Cautionary Statements under the US Private Securities Litigation Reform Act of 1995
The Group’s Annual Report and Accounts and its period reports filed with the US Securities and Exchange Commission (the ‘Commission’), including this Annual Report on Form 20-F for the year ended 31st December 2000 (the ‘2000 Form 20-F’), contain, and written information released, or oral statements made to the public in the future by or on behalf of the Group may contain, forward-looking statements. Forward-looking statements give the Group’s current expectations or forecasts of future events. An investor can identify these statements by the fact that they do not relate strictly to historical or current facts. They use words such as ‘anticipate’, ‘estimate’, ‘expect’, ‘intend’, ‘will’, ‘project’, ‘plan’, ‘believe’, and other words and terms of similar meaning in connection with any discussion of future operating or financial performance. In particular, these include statements relating to future actions, prospective products or product approvals, future performance or results of current and anticipated products, sales efforts, expenses, the outcome of contingencies such as legal proceedings, and financial results.

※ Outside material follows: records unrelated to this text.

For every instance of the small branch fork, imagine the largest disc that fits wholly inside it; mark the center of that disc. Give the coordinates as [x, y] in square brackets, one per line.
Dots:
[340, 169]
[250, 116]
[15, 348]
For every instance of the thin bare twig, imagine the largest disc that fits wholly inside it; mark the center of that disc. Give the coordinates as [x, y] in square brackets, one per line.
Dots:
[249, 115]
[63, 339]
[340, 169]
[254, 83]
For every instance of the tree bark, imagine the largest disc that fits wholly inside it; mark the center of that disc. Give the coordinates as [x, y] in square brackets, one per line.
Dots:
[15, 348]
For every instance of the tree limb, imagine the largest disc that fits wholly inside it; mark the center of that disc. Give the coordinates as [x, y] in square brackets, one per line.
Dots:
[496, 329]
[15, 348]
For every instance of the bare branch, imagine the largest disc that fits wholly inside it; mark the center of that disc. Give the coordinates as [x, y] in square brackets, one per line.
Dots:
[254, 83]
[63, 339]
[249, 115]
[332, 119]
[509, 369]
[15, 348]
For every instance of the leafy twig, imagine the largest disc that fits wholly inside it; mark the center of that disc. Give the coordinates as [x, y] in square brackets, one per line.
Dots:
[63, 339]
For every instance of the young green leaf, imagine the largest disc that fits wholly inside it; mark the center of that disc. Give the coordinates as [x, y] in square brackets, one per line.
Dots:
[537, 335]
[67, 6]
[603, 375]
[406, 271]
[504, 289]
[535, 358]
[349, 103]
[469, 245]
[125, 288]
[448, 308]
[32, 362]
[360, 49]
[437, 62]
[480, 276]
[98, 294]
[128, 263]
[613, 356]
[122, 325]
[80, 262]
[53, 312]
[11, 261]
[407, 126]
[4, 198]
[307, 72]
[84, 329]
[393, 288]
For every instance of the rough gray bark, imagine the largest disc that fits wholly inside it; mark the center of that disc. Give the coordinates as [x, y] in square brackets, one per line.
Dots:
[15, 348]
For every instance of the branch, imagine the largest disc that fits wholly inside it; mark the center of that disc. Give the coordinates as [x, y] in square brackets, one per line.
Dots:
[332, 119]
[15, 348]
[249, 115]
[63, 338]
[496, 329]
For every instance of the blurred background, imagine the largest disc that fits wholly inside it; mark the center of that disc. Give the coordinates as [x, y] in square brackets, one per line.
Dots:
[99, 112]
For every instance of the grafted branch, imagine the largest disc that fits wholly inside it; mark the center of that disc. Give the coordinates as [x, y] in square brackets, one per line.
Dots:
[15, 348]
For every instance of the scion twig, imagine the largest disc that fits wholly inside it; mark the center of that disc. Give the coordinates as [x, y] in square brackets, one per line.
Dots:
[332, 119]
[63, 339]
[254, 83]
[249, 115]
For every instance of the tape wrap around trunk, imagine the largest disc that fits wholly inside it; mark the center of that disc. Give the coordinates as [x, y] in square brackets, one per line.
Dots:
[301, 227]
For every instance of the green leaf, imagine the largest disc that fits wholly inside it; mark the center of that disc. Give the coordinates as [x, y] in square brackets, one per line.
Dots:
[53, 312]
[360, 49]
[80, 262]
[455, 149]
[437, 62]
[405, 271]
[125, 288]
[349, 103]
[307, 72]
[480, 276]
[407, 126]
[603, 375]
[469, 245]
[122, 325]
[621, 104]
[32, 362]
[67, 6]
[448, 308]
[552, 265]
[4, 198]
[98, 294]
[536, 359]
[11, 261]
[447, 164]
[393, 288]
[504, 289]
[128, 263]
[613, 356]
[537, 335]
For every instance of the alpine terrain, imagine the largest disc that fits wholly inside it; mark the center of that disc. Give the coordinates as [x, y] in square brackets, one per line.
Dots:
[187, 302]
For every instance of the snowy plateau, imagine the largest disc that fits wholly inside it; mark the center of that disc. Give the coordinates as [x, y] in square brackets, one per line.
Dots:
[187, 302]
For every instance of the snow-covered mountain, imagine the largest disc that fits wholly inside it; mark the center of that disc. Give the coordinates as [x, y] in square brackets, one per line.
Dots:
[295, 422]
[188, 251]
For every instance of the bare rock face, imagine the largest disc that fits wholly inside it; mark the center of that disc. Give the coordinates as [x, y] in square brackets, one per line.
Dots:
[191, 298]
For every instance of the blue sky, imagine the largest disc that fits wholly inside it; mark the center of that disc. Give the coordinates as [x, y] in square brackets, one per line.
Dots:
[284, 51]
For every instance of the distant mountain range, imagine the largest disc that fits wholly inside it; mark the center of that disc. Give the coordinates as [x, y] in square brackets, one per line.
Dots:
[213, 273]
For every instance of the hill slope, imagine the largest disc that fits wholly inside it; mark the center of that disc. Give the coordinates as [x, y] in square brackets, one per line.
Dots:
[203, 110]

Any or all of the Group’s forward-looking statements in the 2000 Form 20-F, in reports filed with the Commission, or in any other public statements the Group makes, may turn out to be incorrect. They can be affected by inappropriate or inaccurate assumptions the Group might use as a basis for such forward-looking statements or by known or unknown risks and uncertainties. Many factors mentioned in the discussion of the Group’s business in the 2000 Form 20-F will be important in determining future results. Consequently, no forward-looking statement should be viewed as or can be guaranteed. Actual future results may vary materially.

The Group undertakes no obligation to publicly update any forward-looking statements, whether as a result of new information, future events or otherwise. Investors should also note the cautionary discussion of risks and uncertainties relevant to the Group’s business set out under Risk factors. This discussion is provided as permitted by the US Private Securities Litigation Reform Act of 1995.


Related party transactions

GlaxoSmithKline has a 27 per cent interest in Quest Diagnostics Inc. The activities of Quest are not part of the company’s core business, and the interest is held only as an investment.


Material contracts

The Boards of Glaxo Wellcome plc and SmithKline Beecham plc announced on 17th January 2000 the terms of an agreement for the proposed merger of the two companies. The merger was implemented by way of a scheme of arrangement on 27th December 2000, on which date GlaxoSmithKline plc acquired the whole of the issued share capital of Glaxo Wellcome plc and SmithKline Beecham plc.

On 18th January 2001 GlaxoSmithKline completed the acquisition of Block Drug Company Inc, a manufacturer of toothpaste and other oral healthcare and consumer products, for US$1,240 million (£832 million).


Documents on display

Documents referred to in this Annual Report are available for inspection at the Registered Office of the company.